@freemo Without reading the scans of your notes in detail, because the resolution is inadequate, and you really have no excuse not to typeset this in LaTeX, anyhow:
You can't represent a multilayer perceptron by linear algebra only, because you could then reduce everything to an equivalent
(number of inputs)x(number of outputs) matrix.
So, in the spirit of Helmut Kohl:
"Entscheidend ist, was hinten rauskommt",
[https://en.wikiquote.org/wiki/Helmut_Kohl]
there must be some sort of sigmoid [https://en.wikipedia.org/wiki/Sigmoid_colon]
somewhere in your equations to make your algebra non-linear.
Where?
@tatzelbrumm Also side note, a MLP does not **need** to have a non-linear transfer function. It can be linear and some linear functions can even approximate it well enough to be usable.
Check out rectified linear unit (ReLU).. if used then the above equations i showed that is an iteration of three steps applied per layer becomes linear and thus no need to iterate per layer, you can reduce the whole network to a set of matrices and operate on them entirely in LA. I didnt go that far though.
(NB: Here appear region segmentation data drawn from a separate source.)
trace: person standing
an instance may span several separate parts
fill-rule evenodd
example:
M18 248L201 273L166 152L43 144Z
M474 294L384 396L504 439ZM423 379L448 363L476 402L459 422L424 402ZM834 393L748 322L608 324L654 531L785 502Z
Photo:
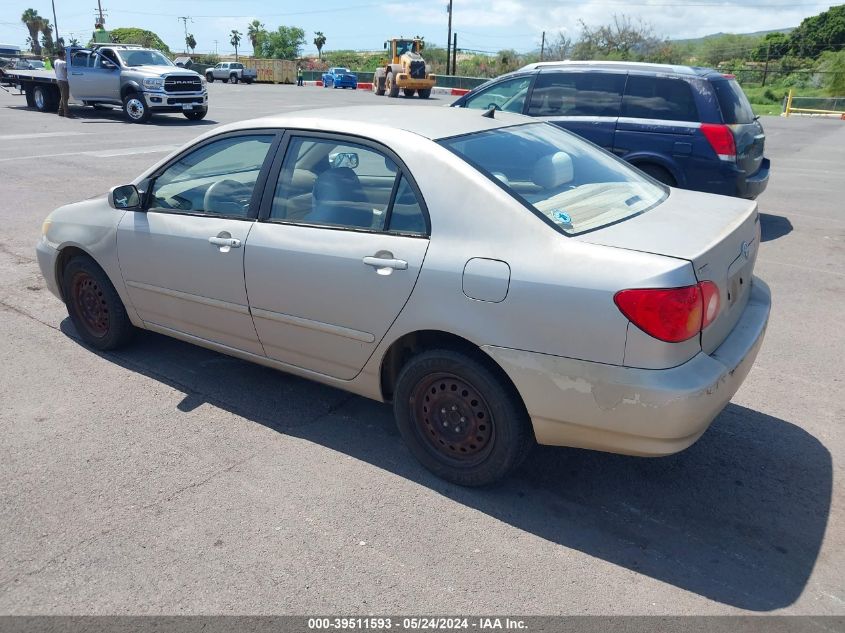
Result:
M67 62L65 61L65 49L60 48L56 53L56 61L53 62L53 69L56 71L56 79L59 82L59 116L74 119L70 113L68 100L70 99L70 84L67 82Z

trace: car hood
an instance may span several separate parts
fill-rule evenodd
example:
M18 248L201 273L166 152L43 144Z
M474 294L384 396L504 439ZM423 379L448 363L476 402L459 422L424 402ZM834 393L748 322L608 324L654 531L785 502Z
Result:
M757 203L670 189L657 207L574 239L689 261L699 281L719 287L719 318L702 333L711 352L733 329L748 302L760 247Z

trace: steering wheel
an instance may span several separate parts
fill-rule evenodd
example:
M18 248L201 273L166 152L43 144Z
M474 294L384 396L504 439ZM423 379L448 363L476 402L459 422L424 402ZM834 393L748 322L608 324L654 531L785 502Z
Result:
M230 178L218 180L206 189L202 200L203 211L226 215L246 215L252 187Z

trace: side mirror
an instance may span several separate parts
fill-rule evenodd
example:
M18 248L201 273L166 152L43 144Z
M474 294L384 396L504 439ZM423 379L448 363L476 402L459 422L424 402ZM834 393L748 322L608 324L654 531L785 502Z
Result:
M337 152L335 154L329 154L329 161L333 169L337 167L355 169L358 166L358 154L355 152Z
M120 185L109 190L109 206L119 211L132 211L141 208L141 194L135 185Z

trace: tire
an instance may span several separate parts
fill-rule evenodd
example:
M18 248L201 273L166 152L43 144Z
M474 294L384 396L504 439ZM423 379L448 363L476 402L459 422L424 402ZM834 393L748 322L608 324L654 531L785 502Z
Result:
M134 92L123 97L123 114L130 123L146 123L152 116L143 97Z
M108 275L90 257L71 259L62 271L62 295L80 338L95 349L123 347L135 328Z
M55 112L58 108L56 95L51 87L35 86L32 89L32 101L39 112Z
M387 87L387 96L396 98L399 96L399 86L396 85L396 82L393 81L393 73L387 73L387 80L385 81L385 86Z
M414 457L461 486L498 481L534 444L513 386L463 352L435 349L409 360L396 382L393 412Z
M373 92L379 97L384 96L384 77L373 76Z
M661 167L660 165L644 163L642 165L635 165L635 167L640 171L647 173L658 182L662 182L664 185L675 187L678 184L675 177L669 173L669 170L665 167Z

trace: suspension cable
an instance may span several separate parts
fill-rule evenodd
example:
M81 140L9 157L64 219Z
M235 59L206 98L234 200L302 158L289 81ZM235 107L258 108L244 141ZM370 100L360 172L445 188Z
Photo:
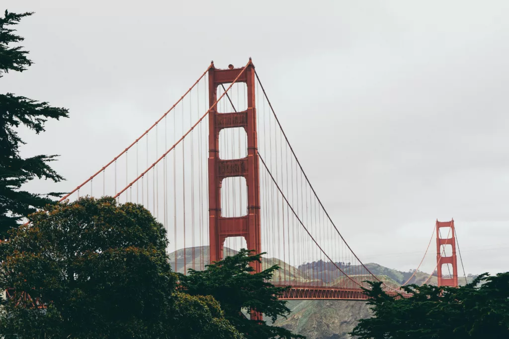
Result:
M465 284L468 284L467 281L467 275L465 274L465 266L463 266L463 259L461 258L461 251L460 250L460 243L458 241L458 234L456 233L456 228L454 228L454 237L456 239L456 244L458 245L458 253L460 254L460 261L461 262L461 268L463 270L463 277L465 278Z
M296 161L297 164L299 165L299 167L300 168L301 171L302 171L302 174L304 175L304 177L306 179L306 181L307 182L307 183L309 185L309 188L313 191L313 193L315 194L315 196L317 197L317 199L318 200L318 202L320 204L320 205L322 207L322 208L323 209L324 211L325 212L326 215L327 215L327 218L330 221L330 223L332 225L332 226L334 227L334 229L335 229L336 232L338 234L339 234L340 236L341 237L341 239L345 242L345 244L348 248L348 249L350 250L350 251L352 253L352 254L354 255L354 256L355 256L355 258L357 259L357 260L360 263L360 264L362 266L362 267L363 267L366 269L366 270L367 271L367 272L369 272L369 273L370 274L371 274L375 279L376 279L377 280L378 280L379 282L380 282L382 284L383 284L383 285L385 285L385 286L386 286L387 287L388 287L388 288L390 288L391 289L394 290L394 289L393 289L392 287L390 287L390 286L389 286L387 285L386 284L385 284L385 283L384 283L381 280L380 280L380 279L379 279L378 278L376 275L375 275L373 273L372 273L371 271L370 271L370 269L367 267L366 267L366 266L364 264L364 263L357 256L357 255L355 254L355 253L353 252L353 251L352 250L352 249L350 248L350 245L349 245L348 243L347 242L347 241L346 241L346 240L345 240L345 238L343 237L343 236L341 234L341 232L340 232L339 230L337 229L337 228L336 227L335 224L334 224L334 222L332 221L332 219L330 218L330 216L329 215L328 212L327 211L327 210L325 209L325 207L324 206L323 204L322 203L322 201L320 200L320 198L318 197L318 196L316 192L315 191L315 189L313 188L313 186L311 184L311 182L309 181L309 180L307 176L306 175L305 172L304 171L304 169L302 168L302 166L300 164L300 162L299 161L299 160L298 160L298 159L297 157L297 155L295 154L295 152L293 150L293 148L292 147L292 145L290 144L290 141L288 140L288 137L287 137L286 133L285 133L285 131L284 131L284 130L282 129L282 127L281 126L281 124L279 122L279 119L278 119L277 116L276 115L275 112L274 110L274 108L272 107L272 105L270 103L270 101L269 100L269 98L268 98L268 97L267 95L267 93L265 91L265 88L263 87L263 85L262 84L262 82L260 80L260 77L259 77L258 74L257 73L256 70L254 70L254 75L256 76L257 79L258 80L258 82L260 83L260 87L262 88L262 91L263 92L264 96L265 97L265 98L267 99L267 103L269 104L269 106L270 107L270 109L272 111L272 114L274 114L274 117L275 118L276 121L277 122L277 124L278 124L278 125L279 125L279 128L281 129L281 131L282 132L283 136L285 137L285 139L286 140L287 143L288 144L288 146L290 147L290 150L292 151L292 153L294 157L295 158L295 161ZM263 162L263 161L262 161L262 162ZM335 263L334 263L334 264L335 264ZM338 267L338 268L339 268L339 267ZM397 291L397 290L394 290Z

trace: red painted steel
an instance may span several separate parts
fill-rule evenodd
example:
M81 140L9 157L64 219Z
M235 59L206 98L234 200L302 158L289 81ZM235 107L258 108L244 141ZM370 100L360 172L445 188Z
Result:
M209 258L210 262L223 258L224 240L228 237L242 236L247 248L256 253L262 252L260 227L260 177L258 140L257 134L256 106L254 98L254 66L250 58L244 69L229 68L209 70L209 103L211 107L217 101L217 86L225 83L245 82L247 87L247 109L235 113L218 112L217 105L209 112ZM242 127L247 137L247 157L242 159L221 160L219 151L219 132L224 128ZM225 218L221 213L221 187L225 178L242 176L247 186L247 215L245 217ZM255 272L262 270L261 264L252 263ZM261 314L252 312L251 319L262 320Z
M447 232L447 238L440 238L440 229L442 227L450 227L449 231ZM438 285L439 286L452 286L458 287L458 262L456 259L456 237L455 236L456 233L454 231L454 220L450 221L441 222L437 220L436 224L437 232L437 278L438 278ZM448 237L449 236L450 237ZM443 245L451 245L453 248L453 254L449 257L446 257L443 254L445 254L444 251L441 250L441 248ZM444 278L442 275L442 265L443 264L450 264L453 266L453 276L452 278Z
M217 111L217 106L209 113L209 217L210 218L210 261L223 258L223 246L228 237L242 236L247 248L262 252L260 217L260 178L258 142L256 130L254 100L254 66L249 60L243 69L216 69L213 64L209 70L209 102L217 100L217 86L229 83L238 77L247 90L247 109L243 112ZM241 159L222 160L219 153L221 130L242 127L247 136L247 157ZM245 217L224 218L221 215L221 187L225 178L242 176L247 184L247 215ZM252 265L255 272L261 271L259 262Z
M278 285L285 287L286 285ZM389 295L395 296L398 293L393 291L386 292ZM404 298L411 296L401 293ZM360 288L349 289L341 287L328 287L323 286L292 286L292 288L285 291L279 299L287 300L366 300L367 296Z

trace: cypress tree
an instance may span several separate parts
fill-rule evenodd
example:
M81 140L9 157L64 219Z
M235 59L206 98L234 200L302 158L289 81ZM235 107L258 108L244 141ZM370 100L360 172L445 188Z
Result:
M24 38L16 35L13 26L33 14L6 10L4 17L0 17L0 78L10 71L25 71L32 65L27 57L29 52L19 45ZM19 147L26 143L16 129L24 126L38 134L44 131L48 119L68 117L68 111L8 93L0 94L0 237L5 238L8 230L17 227L37 209L54 203L52 198L62 194L30 193L22 189L23 184L36 177L55 182L64 180L49 166L58 156L21 157Z

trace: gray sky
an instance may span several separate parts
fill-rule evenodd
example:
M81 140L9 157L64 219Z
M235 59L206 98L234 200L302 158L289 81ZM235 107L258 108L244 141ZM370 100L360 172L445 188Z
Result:
M467 273L509 269L509 2L2 3L36 12L18 26L36 64L0 90L70 109L23 149L61 155L60 189L123 149L211 60L251 56L361 259L415 268L435 219L454 217Z

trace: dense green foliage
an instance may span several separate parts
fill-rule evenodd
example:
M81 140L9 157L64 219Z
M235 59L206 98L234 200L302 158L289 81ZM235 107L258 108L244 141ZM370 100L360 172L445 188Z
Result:
M185 275L179 273L180 284L191 295L212 295L219 301L224 315L246 338L304 338L282 327L267 325L265 321L251 320L242 311L263 313L274 321L290 312L286 302L277 296L289 288L277 287L268 282L279 267L274 265L260 273L252 273L249 263L261 262L262 254L250 255L241 250L234 256L207 266L205 271L190 269Z
M352 335L362 339L509 338L509 272L478 276L458 288L405 286L408 298L387 295L381 283L365 289L374 317Z
M4 17L0 17L0 78L9 71L22 72L32 64L26 57L27 51L19 46L12 46L23 40L12 26L32 14L6 11ZM61 194L31 193L22 191L22 185L36 177L55 182L64 179L48 164L57 156L41 155L24 159L20 156L19 146L25 143L15 129L24 126L39 134L44 132L48 118L67 117L68 111L7 93L0 94L0 236L5 237L7 231L17 226L22 218L53 203L50 197Z
M49 206L0 243L0 333L20 338L232 338L211 297L177 292L163 226L143 206L81 198Z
@tatzelbrumm Agreed its not purely linear. The step where the transfer function is applied is of course a non-linear step. It represents well in LA but you simply cant represent a whole network as a single matrix is all, you have to cycle between three steps.
Basically each layer winds up becoming its own matrix. The connections, multiplication by the weight, and summation steps are all LA.